October 8: Tomorrow, October 9, marks the 50th death anniversary of Argentina-born revolutionary Che Guevara.
After a failed expedition to the Congo in 1965, Guevara alighted on Bolivia as the launchpad for regional, then global, revolution. “In retrospect you can perceive a certain naivety; an almost crass idealism,” says Jon Lee Anderson, author of the definitive 1997 biography Che Guevara: A Revolutionary Life.
But in the febrile atmosphere of the 1960s, anything seemed possible. “If there was ever a time in the modern era to pull something like that off, it was then,” adds Anderson.
Yet things went wrong soon after Che and his column of 47 men arrived in the arid, thorny Ñancahuazú region. They lost radio contact with Cuba, supplies ran low. They were plagued by illness and vicious insects.
The United States soon got wind of Guevara’s whereabouts and sent CIA agents and military advisers to assist the regime in the hunt for the revolutionery.
On 31 August an army ambush wiped out half of Che’s forces. The remainder trudged towards the mountains in a desperate attempt to break out of the trap.
Che, prostrated by asthma, rode on a mule towards the remote village of La Higuera. A local farmer informed on them – and amid a frantic gunfight, a bullet destroyed the barrel of Guevara’s carbine. Wounded, he was captured by a battalion of rangers – trained by US Green Berets – under the command of a 28-year-old captain, Gary Prado.
“Don’t shoot – I’m Che. I’m worth more to you alive,” Guevara reportedly said.
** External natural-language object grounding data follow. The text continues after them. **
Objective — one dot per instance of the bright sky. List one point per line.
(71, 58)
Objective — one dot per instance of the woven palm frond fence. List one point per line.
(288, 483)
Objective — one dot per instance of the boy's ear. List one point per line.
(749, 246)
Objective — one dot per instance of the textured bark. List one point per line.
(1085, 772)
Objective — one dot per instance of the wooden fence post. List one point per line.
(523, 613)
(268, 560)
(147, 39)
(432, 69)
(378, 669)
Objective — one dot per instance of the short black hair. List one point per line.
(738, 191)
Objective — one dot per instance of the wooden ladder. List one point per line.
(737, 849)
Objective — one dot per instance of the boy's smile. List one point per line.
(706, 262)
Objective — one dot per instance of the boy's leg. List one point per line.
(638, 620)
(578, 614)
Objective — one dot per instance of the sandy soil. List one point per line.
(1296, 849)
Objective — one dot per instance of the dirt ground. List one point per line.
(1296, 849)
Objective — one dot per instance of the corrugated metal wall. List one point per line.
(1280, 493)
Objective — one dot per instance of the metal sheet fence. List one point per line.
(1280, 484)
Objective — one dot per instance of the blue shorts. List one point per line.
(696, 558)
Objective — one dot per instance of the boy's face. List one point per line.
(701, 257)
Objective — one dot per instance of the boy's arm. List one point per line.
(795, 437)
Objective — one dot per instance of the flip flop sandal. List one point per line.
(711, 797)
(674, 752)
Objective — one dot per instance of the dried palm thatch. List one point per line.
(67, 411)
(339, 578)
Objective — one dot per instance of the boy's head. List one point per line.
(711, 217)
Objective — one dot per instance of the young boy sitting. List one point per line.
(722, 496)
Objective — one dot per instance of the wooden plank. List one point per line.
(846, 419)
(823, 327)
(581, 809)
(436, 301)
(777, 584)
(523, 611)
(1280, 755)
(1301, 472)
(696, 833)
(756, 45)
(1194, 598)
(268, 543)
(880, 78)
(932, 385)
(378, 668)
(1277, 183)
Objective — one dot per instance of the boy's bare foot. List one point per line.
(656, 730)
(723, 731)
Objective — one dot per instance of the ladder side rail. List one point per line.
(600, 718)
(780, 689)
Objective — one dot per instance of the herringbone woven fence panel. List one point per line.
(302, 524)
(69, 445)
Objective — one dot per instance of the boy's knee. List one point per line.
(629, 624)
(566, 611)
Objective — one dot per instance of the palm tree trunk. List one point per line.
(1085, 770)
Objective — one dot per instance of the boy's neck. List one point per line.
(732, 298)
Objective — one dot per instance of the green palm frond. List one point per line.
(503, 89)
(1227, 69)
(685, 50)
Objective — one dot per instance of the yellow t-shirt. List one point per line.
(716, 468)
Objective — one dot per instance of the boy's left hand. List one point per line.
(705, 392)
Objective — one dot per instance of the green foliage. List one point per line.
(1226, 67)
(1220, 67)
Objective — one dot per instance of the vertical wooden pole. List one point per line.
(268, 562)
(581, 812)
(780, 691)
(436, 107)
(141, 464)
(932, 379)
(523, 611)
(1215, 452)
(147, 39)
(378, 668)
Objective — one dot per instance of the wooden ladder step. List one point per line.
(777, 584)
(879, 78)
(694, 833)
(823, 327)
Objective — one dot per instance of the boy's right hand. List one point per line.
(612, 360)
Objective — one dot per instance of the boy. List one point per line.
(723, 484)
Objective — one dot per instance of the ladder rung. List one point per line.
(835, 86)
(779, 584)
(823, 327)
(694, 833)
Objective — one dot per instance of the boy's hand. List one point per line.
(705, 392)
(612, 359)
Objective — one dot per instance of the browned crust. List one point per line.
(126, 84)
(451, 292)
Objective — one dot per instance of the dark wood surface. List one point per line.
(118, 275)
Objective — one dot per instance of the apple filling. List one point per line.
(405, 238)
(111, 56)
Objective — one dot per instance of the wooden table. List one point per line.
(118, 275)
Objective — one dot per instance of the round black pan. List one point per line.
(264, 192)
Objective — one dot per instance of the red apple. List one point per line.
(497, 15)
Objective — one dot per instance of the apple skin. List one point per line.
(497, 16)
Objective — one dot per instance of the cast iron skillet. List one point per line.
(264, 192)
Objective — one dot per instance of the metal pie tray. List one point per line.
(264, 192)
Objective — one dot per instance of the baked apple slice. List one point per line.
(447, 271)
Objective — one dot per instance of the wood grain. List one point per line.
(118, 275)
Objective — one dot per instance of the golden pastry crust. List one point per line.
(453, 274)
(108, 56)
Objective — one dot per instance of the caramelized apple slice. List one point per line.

Guevara and his captured comrade, Simeón “Willy” Cuba Sarabia, were escorted to La Higuera and held in separate rooms of the schoolhouse. Prado had several conversations with Guevara, and says he brought him food, coffee and cigarettes. “We always treated him with respect. We had nothing against him, but only respect,” Prado said.
Initial plans were to court martial Che in the city of Santa Cruz. However, the trial never happened. According to Prado, orders came the next day to “get rid of him”.
A 27-year-old army sergeant, Mario Terán, volunteered for the job, and ended Guevara’s life with two bursts of machine-gun fire. After being flown by helicopter to nearby Vallegrande and displayed for the world’s press, the bodies of Che’s and his companions were buried in unmarked graves. They wouldn’t be found for 30 years.
Today, bullet marks score the rocks where most of Guevara’s Ejército de Liberación Nacional (ELN) comrades were gunned down. The boulder behind which Che sheltered is daubed with graffiti.
Farming tools rust among the overgrown foliage. The hut of an old woman mentioned by Che in his diary (today kept in a vault in the Central Bank of Bolivia) is in ruins.
Gonzalo Gúzman, a local guide, was part of the team who discovered Che’s remains, during a search sparked by Anderson’s biography. “At the time I didn’t know who Che was. The Cuban investigators told us, ‘you’re now part of history,’” Gúzman says, inside the new mausoleum built over the gravesites.
This dribble of international tourism will turn into a flood in the days leading up to 9 October. Some 10,000 people are expected to descend on La Higuera and Vallegrande, among them social activists, regional leaders, Cuban functionaries – and Che’s children.
“You can’t put Che down,” Gúzman said, walking among the ripe citrus, avocado and custard apple trees that now fill the ravine where the Argentinian revolutionary fought his last battle. “For us, he’s a hero.”